Beim Fracking kommen umweltschädliche Gifte zum Einsatz. Außerdem werden durch den hohen Druck, der für das Lösen des Öls aus dem Gestein erforderlich ist, die Bodenschichten instabil, was Erdbeben auslösen kann. So ist diese Methode der Ölförderung etwas, das sich für verantwortungsbewusste Gesellschaften auch ohne drohende Klimakatastrophe verbietet. Faktisch wird sie jedoch speziell von den USA massiv vorangetrieben.
Auch Deutschland, das sich so gerne als Vorreiter in Sachen Klimaschutz präsentiert, macht bei der Heuchelparade keine Ausnahme. Auch hierzulande wird Verzicht gepredigt, während gleichzeitig in die Nutzung fossiler Energien investiert wird. Das Erdgas, das durch die Pipeline "North Stream 2" aus Russland nach Deutschland gelangt, soll bei uns ja schließlich nicht sicher im Boden eingelagert, sondern durchaus – wenig klimafreundlich – in die Luft geblasen werden.
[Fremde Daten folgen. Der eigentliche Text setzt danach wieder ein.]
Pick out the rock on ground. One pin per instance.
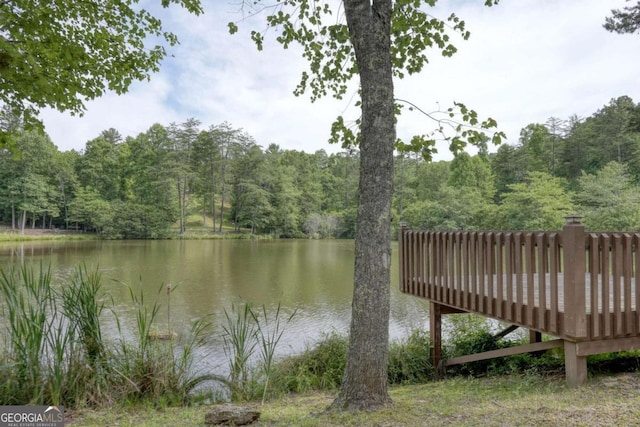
(231, 415)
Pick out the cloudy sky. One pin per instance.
(526, 61)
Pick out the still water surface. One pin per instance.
(312, 277)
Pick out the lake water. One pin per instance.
(312, 277)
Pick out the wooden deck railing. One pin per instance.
(570, 284)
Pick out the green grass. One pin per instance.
(495, 401)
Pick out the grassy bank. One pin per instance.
(494, 401)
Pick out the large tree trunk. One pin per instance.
(365, 380)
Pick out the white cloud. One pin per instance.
(526, 60)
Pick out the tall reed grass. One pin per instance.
(54, 351)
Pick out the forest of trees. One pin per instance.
(155, 183)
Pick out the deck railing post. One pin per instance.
(573, 248)
(575, 318)
(401, 255)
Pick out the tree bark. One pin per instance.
(365, 380)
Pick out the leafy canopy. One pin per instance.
(318, 28)
(62, 53)
(625, 20)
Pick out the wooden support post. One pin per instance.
(401, 256)
(435, 330)
(573, 249)
(575, 366)
(534, 336)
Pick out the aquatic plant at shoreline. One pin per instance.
(55, 353)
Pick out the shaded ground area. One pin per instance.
(497, 401)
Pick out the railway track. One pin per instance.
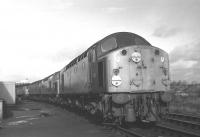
(187, 121)
(158, 130)
(162, 129)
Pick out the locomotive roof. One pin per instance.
(118, 35)
(126, 36)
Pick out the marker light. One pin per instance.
(116, 81)
(136, 57)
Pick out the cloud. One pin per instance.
(114, 9)
(185, 62)
(165, 32)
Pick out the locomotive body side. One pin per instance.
(121, 77)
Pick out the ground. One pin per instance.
(35, 119)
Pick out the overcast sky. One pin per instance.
(39, 37)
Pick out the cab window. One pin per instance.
(140, 41)
(108, 45)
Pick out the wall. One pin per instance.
(7, 92)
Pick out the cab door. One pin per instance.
(136, 67)
(92, 69)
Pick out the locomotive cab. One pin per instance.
(133, 74)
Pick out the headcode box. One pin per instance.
(7, 92)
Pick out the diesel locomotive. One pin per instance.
(121, 78)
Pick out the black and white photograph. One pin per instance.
(100, 68)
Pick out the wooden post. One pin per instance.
(1, 109)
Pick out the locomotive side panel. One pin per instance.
(76, 78)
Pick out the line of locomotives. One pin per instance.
(121, 78)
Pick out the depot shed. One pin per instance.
(7, 92)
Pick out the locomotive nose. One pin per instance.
(136, 56)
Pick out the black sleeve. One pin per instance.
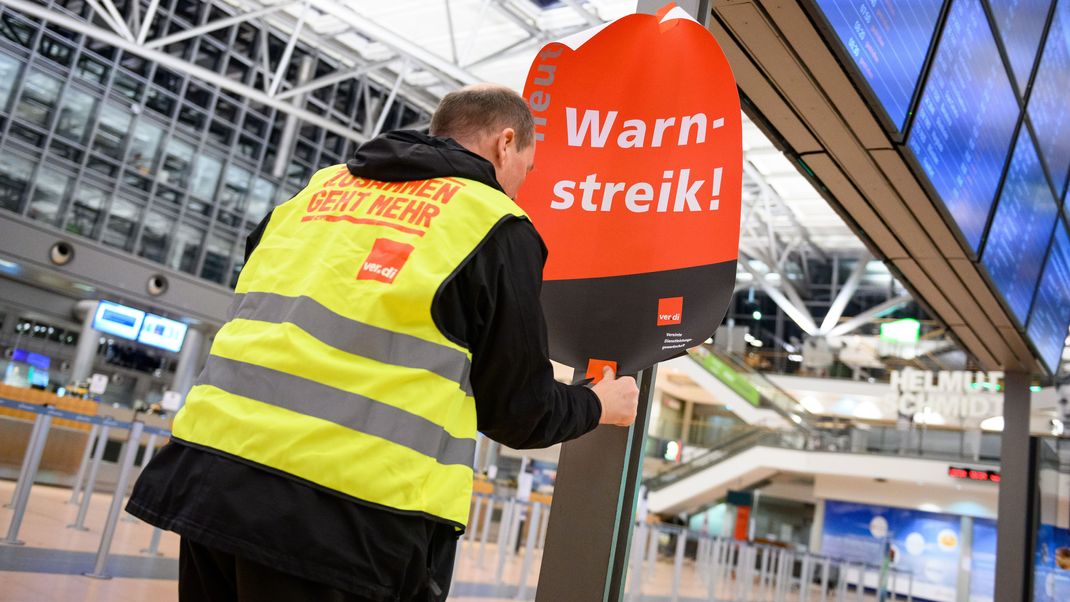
(254, 238)
(492, 306)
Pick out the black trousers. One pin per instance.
(207, 574)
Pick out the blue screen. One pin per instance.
(962, 133)
(1021, 24)
(1049, 108)
(925, 543)
(1021, 229)
(1050, 318)
(982, 561)
(888, 41)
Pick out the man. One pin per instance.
(384, 314)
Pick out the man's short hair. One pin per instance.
(473, 111)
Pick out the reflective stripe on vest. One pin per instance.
(355, 337)
(331, 368)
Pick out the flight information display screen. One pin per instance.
(1021, 229)
(1021, 25)
(888, 41)
(1050, 319)
(965, 121)
(1049, 109)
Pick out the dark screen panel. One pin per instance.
(1050, 318)
(1021, 25)
(888, 41)
(1049, 107)
(1021, 229)
(965, 121)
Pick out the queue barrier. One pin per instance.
(43, 415)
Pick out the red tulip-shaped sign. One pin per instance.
(636, 188)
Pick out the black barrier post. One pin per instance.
(1017, 527)
(590, 531)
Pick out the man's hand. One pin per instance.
(620, 399)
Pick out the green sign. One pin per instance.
(727, 374)
(905, 332)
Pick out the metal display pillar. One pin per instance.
(594, 508)
(1017, 527)
(88, 343)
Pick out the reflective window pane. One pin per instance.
(49, 193)
(186, 248)
(205, 176)
(260, 199)
(75, 114)
(155, 235)
(9, 75)
(235, 185)
(178, 164)
(14, 181)
(122, 224)
(111, 130)
(87, 209)
(144, 144)
(40, 93)
(217, 256)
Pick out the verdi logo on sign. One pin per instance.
(636, 189)
(950, 394)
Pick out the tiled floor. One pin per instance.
(48, 568)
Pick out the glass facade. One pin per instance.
(105, 144)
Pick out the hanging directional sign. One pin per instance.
(636, 189)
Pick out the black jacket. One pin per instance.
(490, 306)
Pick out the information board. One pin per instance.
(1021, 25)
(888, 41)
(965, 121)
(1050, 318)
(925, 543)
(118, 320)
(1021, 229)
(1049, 109)
(162, 333)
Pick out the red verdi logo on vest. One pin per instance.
(636, 189)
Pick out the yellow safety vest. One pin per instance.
(331, 368)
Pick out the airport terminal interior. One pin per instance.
(881, 414)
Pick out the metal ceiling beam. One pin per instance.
(215, 25)
(869, 315)
(840, 303)
(181, 65)
(375, 31)
(801, 318)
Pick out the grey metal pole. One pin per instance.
(24, 471)
(87, 494)
(636, 569)
(33, 454)
(474, 521)
(503, 538)
(596, 493)
(1015, 529)
(153, 549)
(824, 580)
(126, 465)
(486, 526)
(541, 526)
(677, 566)
(83, 465)
(652, 555)
(89, 342)
(150, 449)
(529, 553)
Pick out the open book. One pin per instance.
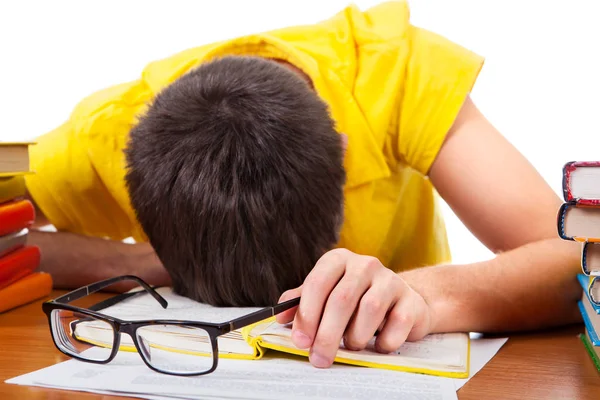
(438, 354)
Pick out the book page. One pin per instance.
(145, 306)
(269, 378)
(442, 351)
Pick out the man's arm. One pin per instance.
(507, 205)
(75, 260)
(510, 208)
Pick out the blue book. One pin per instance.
(585, 283)
(584, 308)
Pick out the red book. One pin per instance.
(581, 182)
(18, 264)
(32, 287)
(15, 216)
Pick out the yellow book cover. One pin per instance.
(11, 188)
(14, 158)
(439, 354)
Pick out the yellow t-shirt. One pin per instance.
(392, 88)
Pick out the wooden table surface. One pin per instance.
(544, 365)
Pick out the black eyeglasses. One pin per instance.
(88, 335)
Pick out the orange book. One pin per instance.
(16, 215)
(18, 264)
(26, 290)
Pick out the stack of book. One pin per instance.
(579, 220)
(20, 283)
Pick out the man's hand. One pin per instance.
(350, 296)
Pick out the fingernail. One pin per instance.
(301, 340)
(319, 361)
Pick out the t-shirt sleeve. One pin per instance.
(66, 187)
(439, 75)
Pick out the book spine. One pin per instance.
(18, 264)
(590, 351)
(12, 242)
(26, 290)
(594, 290)
(584, 267)
(568, 170)
(585, 251)
(588, 324)
(560, 221)
(15, 216)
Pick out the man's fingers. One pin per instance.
(339, 309)
(315, 291)
(288, 315)
(371, 311)
(397, 327)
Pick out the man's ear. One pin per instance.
(344, 139)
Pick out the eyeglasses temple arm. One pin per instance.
(95, 287)
(260, 315)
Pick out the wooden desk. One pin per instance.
(548, 365)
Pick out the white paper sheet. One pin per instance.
(276, 376)
(482, 351)
(269, 378)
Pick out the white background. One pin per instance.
(539, 86)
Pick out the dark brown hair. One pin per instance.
(235, 172)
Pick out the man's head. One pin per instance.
(236, 175)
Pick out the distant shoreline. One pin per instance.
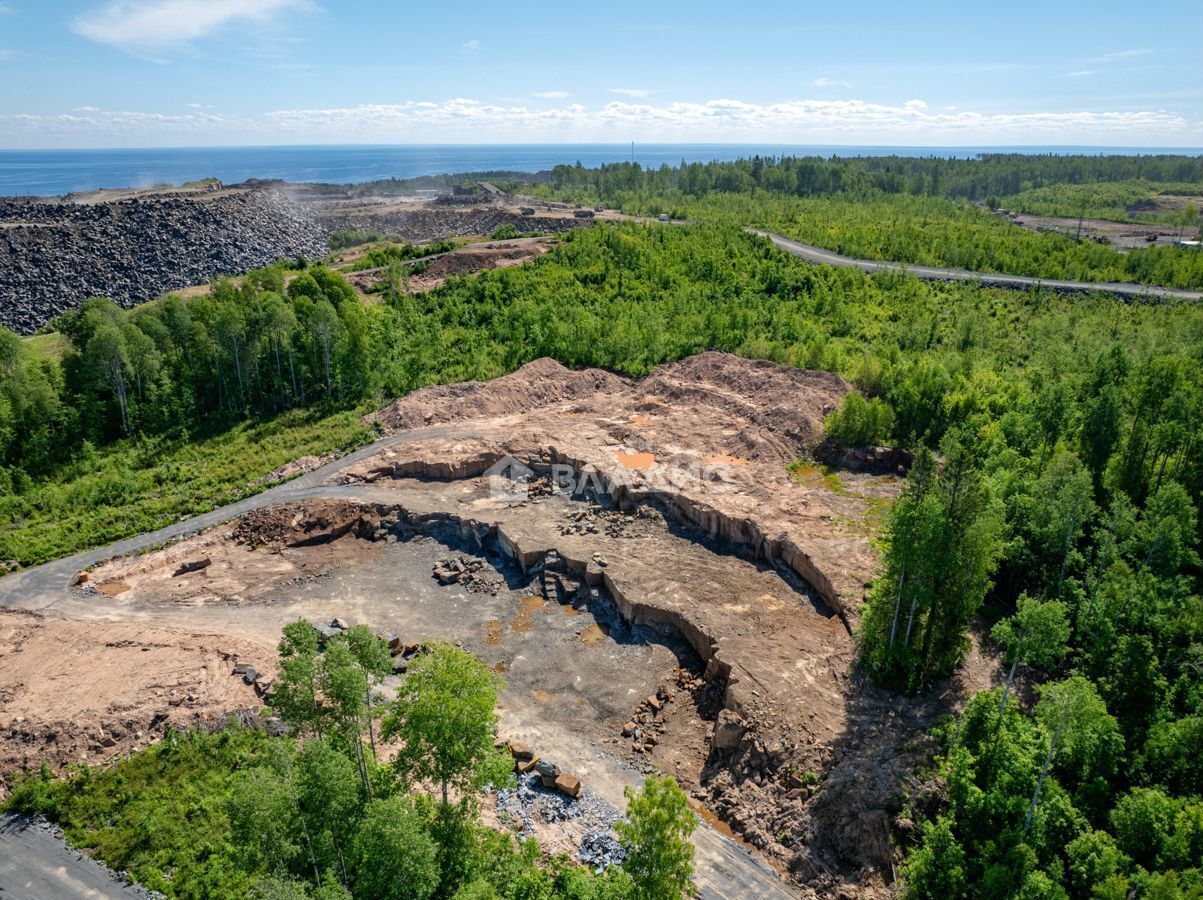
(57, 172)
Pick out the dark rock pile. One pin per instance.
(53, 255)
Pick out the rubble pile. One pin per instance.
(434, 221)
(586, 818)
(53, 254)
(596, 519)
(647, 723)
(469, 572)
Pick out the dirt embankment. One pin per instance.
(88, 691)
(647, 514)
(55, 254)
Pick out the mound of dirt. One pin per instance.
(789, 402)
(87, 691)
(537, 384)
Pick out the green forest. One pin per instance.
(1052, 514)
(913, 211)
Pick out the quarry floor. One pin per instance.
(728, 598)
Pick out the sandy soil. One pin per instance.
(467, 260)
(1124, 236)
(87, 691)
(659, 590)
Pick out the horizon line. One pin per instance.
(1184, 149)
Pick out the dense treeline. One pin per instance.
(316, 813)
(624, 297)
(993, 175)
(250, 348)
(1056, 491)
(1120, 201)
(864, 207)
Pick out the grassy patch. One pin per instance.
(135, 486)
(159, 815)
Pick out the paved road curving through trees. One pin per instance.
(990, 279)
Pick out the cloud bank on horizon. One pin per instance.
(205, 72)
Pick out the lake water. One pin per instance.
(55, 172)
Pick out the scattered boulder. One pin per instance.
(728, 730)
(190, 567)
(568, 785)
(521, 751)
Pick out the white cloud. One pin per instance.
(1118, 54)
(132, 24)
(461, 119)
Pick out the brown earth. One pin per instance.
(1120, 235)
(470, 259)
(662, 591)
(92, 691)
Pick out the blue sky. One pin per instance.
(209, 72)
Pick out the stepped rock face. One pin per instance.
(55, 254)
(707, 438)
(676, 513)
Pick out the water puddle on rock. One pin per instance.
(594, 633)
(636, 461)
(525, 620)
(711, 818)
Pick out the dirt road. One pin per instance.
(726, 869)
(935, 273)
(36, 864)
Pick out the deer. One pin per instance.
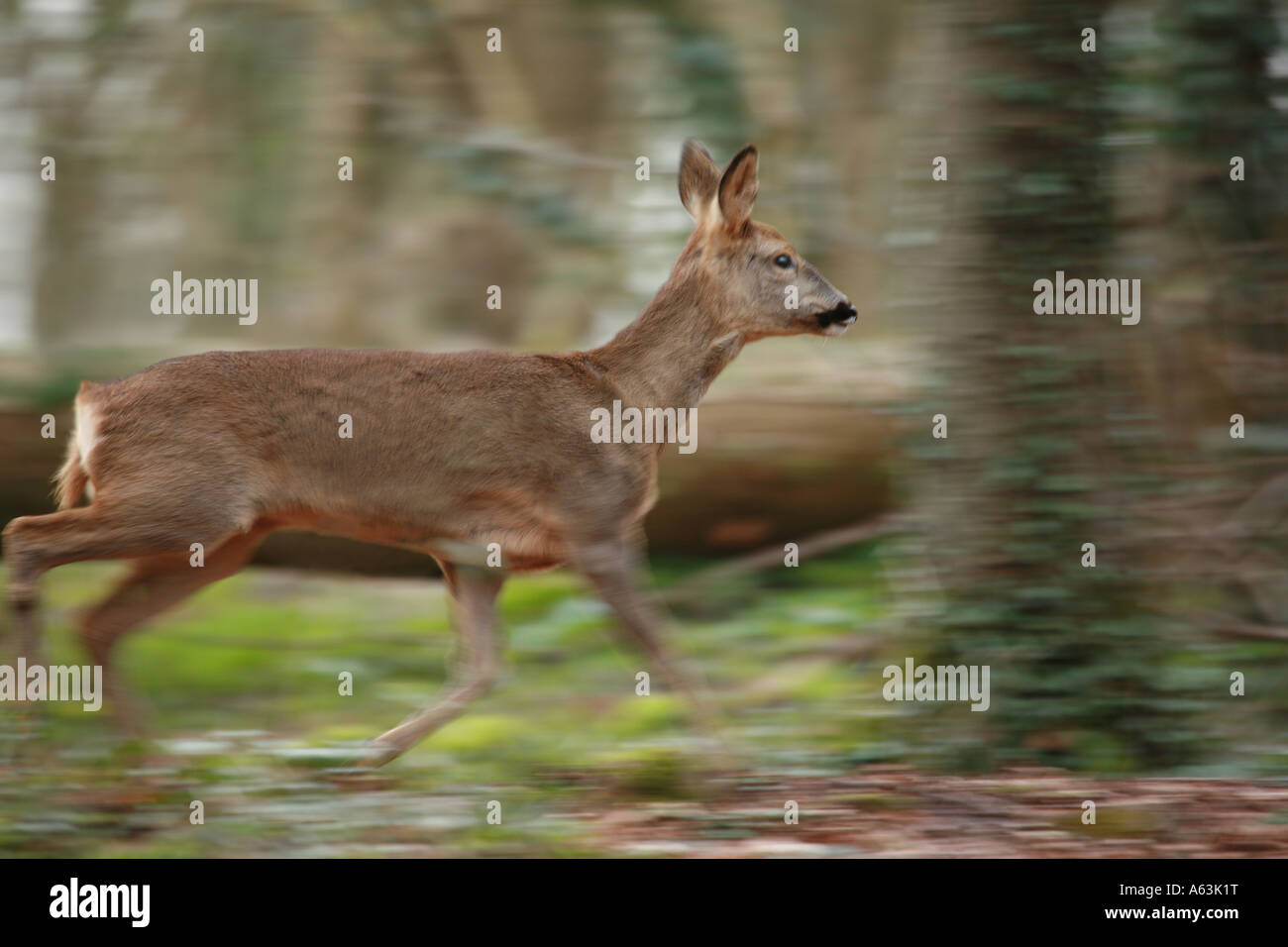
(449, 455)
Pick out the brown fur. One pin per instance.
(450, 453)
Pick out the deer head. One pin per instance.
(750, 266)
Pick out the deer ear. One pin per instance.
(698, 178)
(738, 188)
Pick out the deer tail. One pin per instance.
(71, 478)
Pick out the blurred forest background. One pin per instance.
(519, 169)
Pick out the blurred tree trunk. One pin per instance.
(1048, 427)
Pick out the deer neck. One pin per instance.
(673, 352)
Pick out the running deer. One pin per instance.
(449, 453)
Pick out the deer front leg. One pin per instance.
(612, 569)
(475, 590)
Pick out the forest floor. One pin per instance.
(249, 722)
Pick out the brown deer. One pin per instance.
(449, 453)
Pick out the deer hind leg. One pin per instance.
(34, 545)
(613, 569)
(475, 590)
(155, 583)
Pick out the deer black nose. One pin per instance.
(841, 312)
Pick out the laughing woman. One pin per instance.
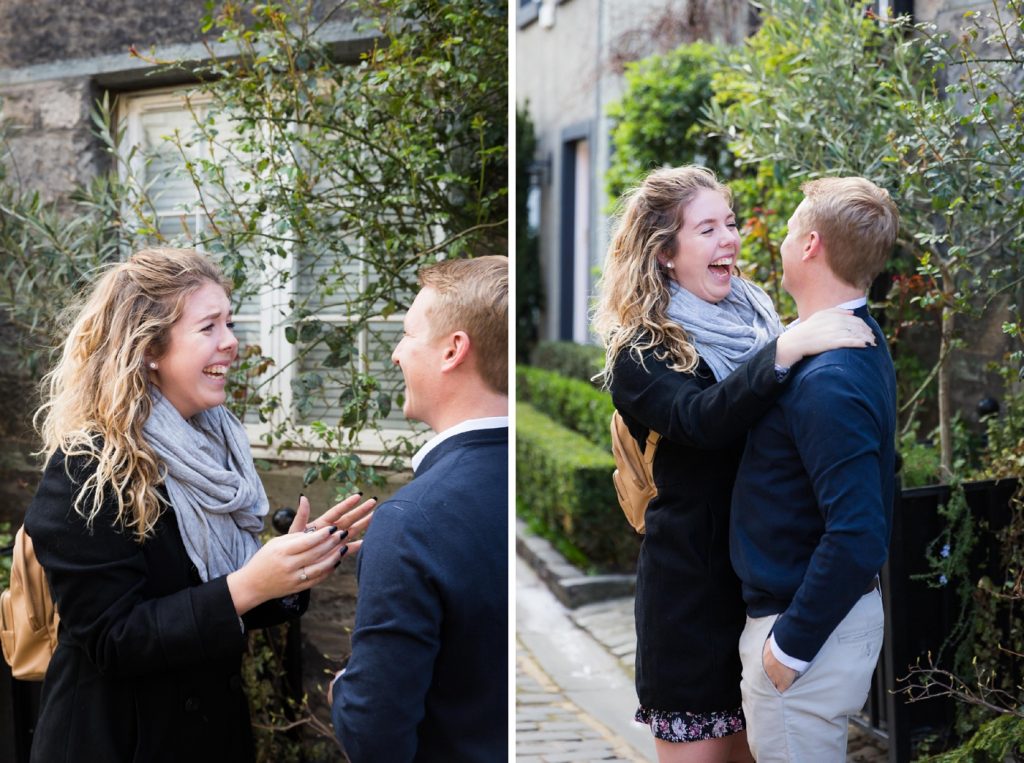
(146, 522)
(695, 353)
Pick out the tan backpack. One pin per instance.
(634, 475)
(28, 618)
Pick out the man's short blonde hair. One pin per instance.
(857, 222)
(473, 296)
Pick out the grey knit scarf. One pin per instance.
(216, 495)
(728, 333)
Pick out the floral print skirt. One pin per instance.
(682, 726)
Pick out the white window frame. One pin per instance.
(371, 444)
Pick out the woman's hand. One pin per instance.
(286, 564)
(350, 517)
(824, 330)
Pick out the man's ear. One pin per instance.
(456, 351)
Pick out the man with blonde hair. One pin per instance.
(812, 504)
(431, 618)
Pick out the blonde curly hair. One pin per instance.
(633, 295)
(97, 395)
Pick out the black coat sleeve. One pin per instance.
(689, 409)
(104, 589)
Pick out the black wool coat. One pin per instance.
(148, 656)
(689, 611)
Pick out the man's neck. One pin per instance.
(822, 299)
(471, 407)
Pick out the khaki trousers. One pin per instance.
(809, 722)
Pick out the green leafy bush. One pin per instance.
(563, 485)
(582, 362)
(573, 404)
(657, 121)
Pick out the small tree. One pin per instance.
(342, 177)
(657, 122)
(825, 88)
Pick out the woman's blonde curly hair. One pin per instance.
(97, 396)
(633, 295)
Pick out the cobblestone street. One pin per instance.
(574, 695)
(551, 728)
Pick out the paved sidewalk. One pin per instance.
(573, 700)
(574, 670)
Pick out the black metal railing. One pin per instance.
(920, 617)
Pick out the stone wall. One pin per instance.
(58, 31)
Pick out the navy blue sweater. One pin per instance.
(812, 504)
(428, 677)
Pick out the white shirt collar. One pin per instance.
(851, 305)
(491, 422)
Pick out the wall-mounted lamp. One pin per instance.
(546, 16)
(539, 172)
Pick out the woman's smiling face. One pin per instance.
(707, 247)
(193, 372)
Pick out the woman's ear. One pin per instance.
(457, 351)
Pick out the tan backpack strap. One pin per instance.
(651, 447)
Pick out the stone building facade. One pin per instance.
(568, 69)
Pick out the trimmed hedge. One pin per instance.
(581, 362)
(573, 404)
(563, 484)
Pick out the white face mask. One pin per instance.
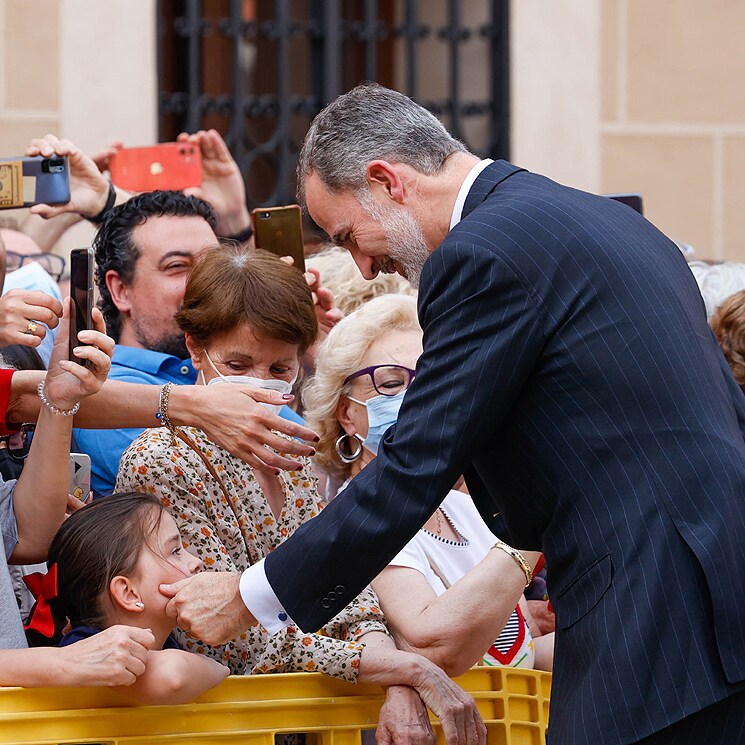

Und umstritten ist das Projekt auch nicht in erster Linie wegen einer unglaubwürdigen Klimapolitik, sondern aus politischen Gründen: Die USA wollen in Deutschland lieber Flüssiggasterminals errichtet sehen, über die sie die Produkte ihrer eigenen Öl- und Gasförderung nach Europa verschiffen könnten.
Beschneidung des Naturschutzes
So fragt sich der geneigte Klimaschützer: Wie kann das sein? Warum wird angesichts des immer deutlicher vor Augen tretenden Klimawandels nicht das Naheliegende getan, um ihn einzudämmen – während gleichzeitig unter Verweis auf eben diesen Klimawandel der Naturschutz ausgehebelt wird?
Der "Ausbau der Erneuerbaren Energien" gehört laut der jüngsten Novelle des Bundesnaturschutzgesetzes (§ 45, Abs. 7) zu jenen "zwingenden Gründe[n] des öffentlichen Interesses", für die von den Regeln des Natur- und Artenschutzes abgesehen werden kann – und zwar ausdrücklich auch bei "Vorhaben privater Träger". Diese Gesetzesänderung dient vor allem den Interessen der Windstrombranche. Windkraftanlagen gelten nicht nur als "privilegierte" Bauwerke, für die kommunale Mitbestimmungsmöglichkeiten beschnitten werden und Umweltverträglichkeitsprüfungen nur in eingeschränkter Form durchgeführt werden müssen. Es wird auch ausdrücklich in Kauf genommen, dass zahlreiche Tierarten durch sie massiv gefährdet sind.
300.000 getötete Fledermäuse durch Windkraftanlagen allein in Deutschland? [4] Bedrohung seltener Vogelarten wie etwa des Rotmilans? [5] Irreversible Bodenversiegelung durch die Betonfundamente der Anlagen? [6] Ungeklärte Entsorgungsfrage für das Verbundmaterial von bislang ca. 30.000 Windkraftanlagen? [7] Gesundheitsbelastung durch Infraschall? [8] Abholzung von Wald für die Errichtung der Anlagen? [9] Na und? Wir müssen die Welt retten, da gibt es eben Kollateralschäden! Wer zum Opfer wird, kann sich damit trösten, als Märtyrer auf dem Schlachtfeld des Kampfes gegen den Klimawandel gefallen zu sein.